Larry Tesler? Went to Apple. Charles Simonyi headed to Microsoft. Became known as the “father of Office software.” Took “what you see is what you get” (WYSIWYG) word processing with him. Bill Joy helped start Sun Microsystems. Robert Metcalfe, the Ethernet guy, founded 3Com. John Warnock and Charles Geschke? Started Adobe. Brought laser printing to everyone. Every single departure chipped away at Xerox’s goldmine of ideas.
All that human smarts? That was the real treasure. Xerox was bleeding brilliance.
The Xerox PARC story really shows us the difference between just inventing stuff and actually getting it to market. Vision and market strategy are just as key as discovery
Did Xerox try to sell some PARC tech? Yeah, eventually. Their Xerox Star Information System. Came out in 1981. Technically better than the Mac. Networking! High-res screen! But it came with a crazy price: $16,595. Luxury for huge corporations. Not for average folks.
Meanwhile, Apple’s Macintosh. Debuted at $2,495 in ’84. Xerox’s pricing strategy? Fatal flaw. Proved vision and marketing are just as important as pure invention. Engineers built perfection. Marketing missed reality. The Star flopped. Xerox kept using copier money to fund computer stuff. But leadership? Scared of the risk.
Those legal fights over who owned the GUI? Apple vs. Microsoft. They set the rules for general interface ideas in tech
The GUI drama didn’t end with the Mac. Bill Gates. Seemingly Apple’s best buddy. Unveiled Windows 1.0 in November 1983. Jobs called it a betrayal. Apple had given Microsoft early access to the Mac for software. Gates used it. Built his own graphical interface for IBM PCs.

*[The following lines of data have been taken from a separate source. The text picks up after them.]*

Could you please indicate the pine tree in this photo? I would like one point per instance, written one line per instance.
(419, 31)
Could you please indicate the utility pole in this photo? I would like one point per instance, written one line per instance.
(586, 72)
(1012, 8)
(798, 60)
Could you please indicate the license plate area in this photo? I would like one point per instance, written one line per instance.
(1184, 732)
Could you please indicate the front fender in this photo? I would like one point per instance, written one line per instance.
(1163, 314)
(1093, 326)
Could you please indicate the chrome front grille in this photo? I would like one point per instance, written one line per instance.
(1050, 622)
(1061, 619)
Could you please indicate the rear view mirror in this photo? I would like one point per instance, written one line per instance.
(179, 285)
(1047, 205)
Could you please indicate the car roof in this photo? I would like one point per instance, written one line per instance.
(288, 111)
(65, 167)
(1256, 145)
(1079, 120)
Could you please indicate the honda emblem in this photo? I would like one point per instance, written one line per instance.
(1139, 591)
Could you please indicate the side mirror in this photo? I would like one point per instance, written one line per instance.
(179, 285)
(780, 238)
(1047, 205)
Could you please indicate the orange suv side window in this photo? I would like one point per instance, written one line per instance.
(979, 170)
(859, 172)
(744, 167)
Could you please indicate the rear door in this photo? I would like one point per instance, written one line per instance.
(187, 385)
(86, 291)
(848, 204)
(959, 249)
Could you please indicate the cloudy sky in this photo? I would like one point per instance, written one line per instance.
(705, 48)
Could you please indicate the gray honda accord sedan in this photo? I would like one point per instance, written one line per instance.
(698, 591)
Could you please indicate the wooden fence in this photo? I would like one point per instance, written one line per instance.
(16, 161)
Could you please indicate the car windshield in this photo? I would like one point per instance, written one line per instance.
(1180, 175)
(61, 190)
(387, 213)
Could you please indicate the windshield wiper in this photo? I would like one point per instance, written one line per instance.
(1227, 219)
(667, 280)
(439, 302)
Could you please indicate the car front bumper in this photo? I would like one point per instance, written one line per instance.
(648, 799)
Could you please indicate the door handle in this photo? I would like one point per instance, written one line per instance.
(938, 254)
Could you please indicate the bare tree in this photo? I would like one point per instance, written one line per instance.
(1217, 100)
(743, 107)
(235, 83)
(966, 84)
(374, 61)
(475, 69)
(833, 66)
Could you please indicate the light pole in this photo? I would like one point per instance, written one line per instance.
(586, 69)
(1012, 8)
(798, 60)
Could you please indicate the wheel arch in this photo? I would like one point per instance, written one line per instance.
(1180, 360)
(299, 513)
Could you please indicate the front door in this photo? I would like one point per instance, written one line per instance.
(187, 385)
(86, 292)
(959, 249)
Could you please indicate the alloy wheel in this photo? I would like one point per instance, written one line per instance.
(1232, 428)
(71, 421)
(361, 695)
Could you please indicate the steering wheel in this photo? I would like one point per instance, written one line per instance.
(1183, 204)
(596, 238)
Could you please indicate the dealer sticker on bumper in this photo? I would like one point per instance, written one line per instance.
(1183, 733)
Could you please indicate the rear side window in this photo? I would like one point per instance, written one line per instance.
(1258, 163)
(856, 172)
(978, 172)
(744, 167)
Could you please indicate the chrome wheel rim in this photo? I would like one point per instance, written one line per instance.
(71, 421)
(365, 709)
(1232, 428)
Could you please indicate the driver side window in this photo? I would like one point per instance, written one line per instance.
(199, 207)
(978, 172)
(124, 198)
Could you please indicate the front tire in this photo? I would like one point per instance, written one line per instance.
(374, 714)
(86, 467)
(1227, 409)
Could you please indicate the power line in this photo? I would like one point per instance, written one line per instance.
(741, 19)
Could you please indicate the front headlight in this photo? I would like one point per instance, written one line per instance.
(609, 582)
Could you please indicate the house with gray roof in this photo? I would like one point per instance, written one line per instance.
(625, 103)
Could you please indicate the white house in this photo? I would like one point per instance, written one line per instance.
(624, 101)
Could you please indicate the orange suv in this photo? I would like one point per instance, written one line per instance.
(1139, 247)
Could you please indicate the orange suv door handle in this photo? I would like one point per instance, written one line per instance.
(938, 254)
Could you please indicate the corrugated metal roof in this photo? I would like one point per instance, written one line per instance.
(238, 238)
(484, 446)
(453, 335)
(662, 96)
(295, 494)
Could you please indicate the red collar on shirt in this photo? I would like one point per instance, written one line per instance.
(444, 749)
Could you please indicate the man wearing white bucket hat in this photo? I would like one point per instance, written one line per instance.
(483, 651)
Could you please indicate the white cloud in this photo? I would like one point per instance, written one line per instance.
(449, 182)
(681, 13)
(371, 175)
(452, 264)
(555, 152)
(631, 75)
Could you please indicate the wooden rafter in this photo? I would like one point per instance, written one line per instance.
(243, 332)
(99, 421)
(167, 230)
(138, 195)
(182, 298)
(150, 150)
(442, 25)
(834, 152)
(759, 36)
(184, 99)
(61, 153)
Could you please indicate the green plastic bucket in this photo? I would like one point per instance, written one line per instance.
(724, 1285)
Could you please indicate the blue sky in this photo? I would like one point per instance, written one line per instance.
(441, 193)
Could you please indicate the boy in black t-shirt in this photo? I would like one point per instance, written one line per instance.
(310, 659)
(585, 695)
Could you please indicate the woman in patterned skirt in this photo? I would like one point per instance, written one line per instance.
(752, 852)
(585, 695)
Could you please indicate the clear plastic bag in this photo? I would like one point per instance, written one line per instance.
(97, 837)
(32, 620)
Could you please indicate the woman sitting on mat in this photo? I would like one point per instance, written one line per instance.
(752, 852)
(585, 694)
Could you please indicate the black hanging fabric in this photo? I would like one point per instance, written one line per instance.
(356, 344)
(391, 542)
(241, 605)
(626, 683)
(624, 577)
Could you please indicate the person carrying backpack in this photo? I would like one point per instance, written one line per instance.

Jobs famously got in Gates’s face. “I’ll kill you! You’re stealing from us!” Gates, super calm: “Well, Steve, I think there’s more than one way of looking at this. I think we both had a rich neighbor named Xerox and we both broke into his house to steal the TV set.” ZING!
That tension just simmered. Then blew up into a big 1988 lawsuit. Apple sued Microsoft over Windows’s “look and feel.” Years later? Apple lost. The court said GUI ideas came from Xerox. Apple didn’t own a monopoly on them. Judge Walker stated: interface bits like windows, menus, icons? General concepts. Not someone’s exclusive stuff.
This decision totally shaped Silicon Valley. Said: patent specific implementations, sure. But the ideas behind an interface? Fair game. Xerox? Pretty much sidelined. Just watched other companies make money from their inventions. They paid the price for not protecting what they made. Or, more accurately, for not realizing what they even had.
Today, Xerox PARC is still around as PARC Inc. An independent company. Focuses on licensing what they have. Not on revolutionary visions anymore. But its legacy? Everywhere. That touchscreen on your phone. Your office laser printer. The network connecting devices. Object-oriented software you use every day. All that core tech? Came from that unassuming Palo Alto building. Just a strong reminder: sometimes, the greatest treasures are right under your nose. Waiting for someone else to see their worth and just go for it.
Quick Q&A
When did Xerox PARC start?
Xerox PARC kicked off in 1970 in Palo Alto, California. A research center for advanced computing tech.
What cool stuff came from Xerox PARC?
Big inventions! The graphical user interface (GUI), the computer mouse, Ethernet for networks, and object-oriented programming (Smalltalk).
How much did an original Xerox Alto computer cost?
Around $10,000 to make back in 1973. Xerox management thought it was too pricey for normal sales. Way too much.